Atmosfer Ayat-Ayat Cinta pun makin terasa dalam salah satu bab yang mengisahkan konflik di sebuah bus. Konflik ini yang membuat Sofyan bisa berkenalan dengan paman Kiara. Masih ingat kan adegan di kereta api dalam Ayat-Ayat Cinta?
BEBERAPA CATATAN
Novel setebal 279 halaman ini mampu mencerahkan pemahaman kita akan kebenaran nilai-nilai ajaran Islam yang terkadang kita jalani sebagai rutinitas belaka. Padahal tak ada satu pun celah kekurangan dalam Islam karena ALLAH langsung yang akan menjaga kemurniannya, terutama bagi orang-orang yang berakal.

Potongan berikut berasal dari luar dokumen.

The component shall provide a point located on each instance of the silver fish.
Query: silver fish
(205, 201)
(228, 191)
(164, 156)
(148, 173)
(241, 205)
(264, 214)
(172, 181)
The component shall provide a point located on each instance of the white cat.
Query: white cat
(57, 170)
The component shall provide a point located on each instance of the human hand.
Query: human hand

Namun demikian sebagai cetakan pertama, Embun di Atas Daun Mapel ini masih menyisakan beberapa kesalahan yang bersifat teknis. sebagai contoh pada bab 3 halaman 24 :
“Menurut perkiraan cuaca yang kubaca semalam di www.accuweather.com, cuaca pagi ini cerah bersuhu sekitar 70 C dengan angin moderat berasal dari utara barat.”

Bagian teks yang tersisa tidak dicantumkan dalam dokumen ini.